Release of notification banner using the experimental label
The notification banner component has been published in the Design System as experimental because more research is needed to validate it.
The notification banner component tells the user about something they need to know about, but that’s not directly related to the page content.
Problems we looked to solve
What we decided and what has changed
How we went about building it
How you can help our ongoing user research
This component is experimental because:
Share your research or feedback by commenting on this issue or propose a change – read more about how to propose changes in GitHub
What an interesting challenge @neil-holroyd and thank you for raising it. Could you help me learn a little bit more about the service and the action in which you want the user to take? I guess you may not have implemented the notification banner component yet but it would be really helpful to get some user research to strengthen this need. If teams are facing a similar design scenario we'd be interested to hear about it too.

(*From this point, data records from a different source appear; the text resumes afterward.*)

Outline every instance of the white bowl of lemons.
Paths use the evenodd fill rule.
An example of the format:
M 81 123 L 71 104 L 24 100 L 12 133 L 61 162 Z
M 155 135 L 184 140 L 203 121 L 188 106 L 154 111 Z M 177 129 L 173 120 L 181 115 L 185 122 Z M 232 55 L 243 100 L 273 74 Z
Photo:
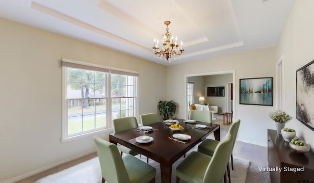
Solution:
M 310 146 L 298 138 L 292 138 L 289 143 L 289 146 L 298 153 L 304 153 L 310 151 Z

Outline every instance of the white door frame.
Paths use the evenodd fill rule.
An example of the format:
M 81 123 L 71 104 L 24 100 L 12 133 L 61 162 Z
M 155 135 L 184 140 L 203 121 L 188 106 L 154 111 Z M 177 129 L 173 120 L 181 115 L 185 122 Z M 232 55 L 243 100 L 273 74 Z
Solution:
M 276 66 L 276 75 L 277 77 L 276 82 L 276 92 L 277 96 L 277 109 L 283 110 L 283 103 L 284 99 L 284 94 L 283 93 L 283 62 L 284 55 L 281 55 L 279 60 Z
M 233 102 L 232 105 L 233 110 L 233 120 L 235 119 L 236 119 L 236 70 L 230 70 L 227 71 L 216 71 L 216 72 L 210 72 L 208 73 L 196 73 L 196 74 L 191 74 L 188 75 L 184 75 L 184 108 L 188 108 L 188 106 L 187 106 L 187 101 L 186 98 L 186 85 L 187 84 L 187 78 L 188 77 L 192 77 L 194 76 L 208 76 L 208 75 L 217 75 L 220 74 L 232 74 L 232 82 L 233 82 L 233 95 L 234 96 L 233 98 Z M 185 110 L 184 116 L 187 116 L 187 110 Z

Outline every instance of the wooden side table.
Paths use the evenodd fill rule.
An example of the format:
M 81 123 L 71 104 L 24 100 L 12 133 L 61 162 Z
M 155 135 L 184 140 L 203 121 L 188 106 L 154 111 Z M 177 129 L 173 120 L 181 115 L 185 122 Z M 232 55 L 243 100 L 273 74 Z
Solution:
M 227 123 L 227 125 L 229 125 L 232 123 L 232 111 L 231 113 L 228 112 L 225 112 L 223 113 L 224 116 L 224 125 L 225 123 Z
M 314 183 L 314 153 L 311 150 L 303 154 L 294 152 L 276 131 L 268 129 L 267 136 L 271 182 Z

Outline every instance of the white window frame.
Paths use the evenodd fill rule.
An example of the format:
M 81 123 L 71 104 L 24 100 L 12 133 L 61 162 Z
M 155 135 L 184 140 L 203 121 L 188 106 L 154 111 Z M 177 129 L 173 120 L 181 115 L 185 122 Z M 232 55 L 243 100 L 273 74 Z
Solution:
M 111 133 L 113 131 L 111 122 L 111 98 L 110 96 L 110 73 L 131 76 L 137 76 L 135 78 L 135 82 L 134 83 L 135 86 L 135 106 L 134 107 L 135 112 L 134 115 L 135 117 L 138 118 L 138 73 L 128 71 L 119 68 L 113 68 L 109 67 L 104 66 L 102 65 L 94 64 L 91 63 L 88 63 L 86 62 L 80 62 L 76 60 L 71 60 L 67 58 L 62 58 L 62 61 L 63 64 L 65 63 L 66 66 L 62 67 L 62 136 L 61 138 L 61 142 L 65 142 L 70 140 L 75 140 L 77 139 L 82 138 L 84 137 L 95 135 L 97 134 L 107 132 Z M 87 68 L 91 68 L 89 70 L 94 70 L 93 68 L 103 69 L 105 70 L 107 69 L 109 71 L 109 72 L 106 74 L 106 83 L 105 83 L 105 90 L 106 96 L 105 97 L 106 99 L 106 111 L 108 111 L 106 112 L 106 127 L 104 129 L 94 129 L 92 130 L 86 131 L 85 132 L 82 132 L 80 134 L 77 135 L 68 135 L 68 100 L 67 97 L 67 67 L 72 67 L 71 66 L 67 66 L 68 64 L 78 64 L 82 66 L 85 66 Z M 63 65 L 64 66 L 64 65 Z
M 191 84 L 192 85 L 192 94 L 189 94 L 189 92 L 188 92 L 188 90 L 187 89 L 186 90 L 186 100 L 187 100 L 187 102 L 188 104 L 187 104 L 188 107 L 189 106 L 189 104 L 188 104 L 188 101 L 187 100 L 187 98 L 188 96 L 192 96 L 192 103 L 190 104 L 189 105 L 190 105 L 191 104 L 193 104 L 194 103 L 194 83 L 193 82 L 191 82 L 191 81 L 188 81 L 187 82 L 187 87 L 186 88 L 188 89 L 188 87 L 187 87 L 187 86 L 188 86 L 189 84 Z

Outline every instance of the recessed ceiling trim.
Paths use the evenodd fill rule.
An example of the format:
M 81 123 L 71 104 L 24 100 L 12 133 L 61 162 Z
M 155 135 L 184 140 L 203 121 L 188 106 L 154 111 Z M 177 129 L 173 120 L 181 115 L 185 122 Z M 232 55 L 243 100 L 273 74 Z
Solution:
M 72 17 L 69 17 L 62 13 L 59 12 L 52 9 L 49 8 L 46 6 L 40 4 L 37 2 L 32 1 L 30 7 L 31 7 L 31 8 L 35 9 L 36 10 L 37 10 L 38 11 L 40 11 L 42 13 L 52 16 L 57 19 L 63 20 L 64 21 L 67 22 L 69 23 L 76 25 L 77 26 L 78 26 L 80 27 L 85 28 L 88 30 L 96 33 L 97 34 L 109 37 L 116 41 L 129 45 L 131 47 L 135 47 L 137 49 L 143 50 L 144 51 L 149 52 L 152 52 L 150 49 L 144 47 L 135 43 L 131 42 L 125 39 L 123 39 L 115 35 L 112 34 L 104 30 L 101 29 L 93 26 L 87 24 L 83 22 L 76 19 Z
M 243 46 L 243 42 L 241 41 L 241 42 L 239 42 L 236 43 L 230 44 L 227 45 L 224 45 L 219 47 L 215 47 L 215 48 L 211 48 L 210 49 L 202 50 L 199 52 L 193 52 L 189 54 L 185 54 L 181 56 L 181 58 L 187 58 L 187 57 L 189 57 L 193 56 L 196 56 L 200 54 L 208 53 L 211 52 L 219 51 L 221 50 L 228 49 L 230 48 L 232 48 L 235 47 L 240 47 L 242 46 Z

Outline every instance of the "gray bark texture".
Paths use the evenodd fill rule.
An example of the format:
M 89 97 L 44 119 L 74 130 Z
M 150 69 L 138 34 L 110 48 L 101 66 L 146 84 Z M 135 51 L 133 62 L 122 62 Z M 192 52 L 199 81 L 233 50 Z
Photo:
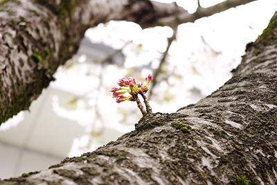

Hi @CharlotteDowns, I have been head down in a new project so apologies for the late reply. The service is a caseload management system for NSJSA. This instance occurs when a customer calls and the agent goes to their claim but it is allocated to a different service centre – then they can only do any updates on the case if they allocate it to themselves. Upon doing so the actions for this page will be in view. At the moment this is a prototype and we have done a playback to the user groups. All feedback has been positive overall. At the time of testing we didn't have a UR in place so it was more of a general playback. This summary panel is quite a commonly used mechanism across WA so this may occur across a few services.
In December 2020 the Design System team tested the notification banner, in 8 usability sessions, with users who use assistive technology. We used the Blue Badge journey to test the banner alongside other components and patterns.
We tested with participants who had little or no vision and used screen readers (NVDA and Jaws) and ZoomText. Some participants had dyslexia and used Text-to-Speech and Read and Write Gold.
The success banner read out well for one participant, who was an NVDA user "you heard it say alert successfully added. I didn’t have to do anything which was double confirmation. When they get screen readers to read that out that is doubly handy." Participants had both the completed tag and the success banner to confirm that had added details successfully. P5 expected the success banner after adding contact details.
Second important message (Covid and disposal of blue badge) Most participants missed the second banner. One participant who was a screen reader user skipped straight past the message as she wanted to move on the next task and was going through the headings. Two participants said they missed the additional information when they were asked about it. One participant thought the information inside the banner was in the wrong place and should have had a more prominent place at the end of a journey.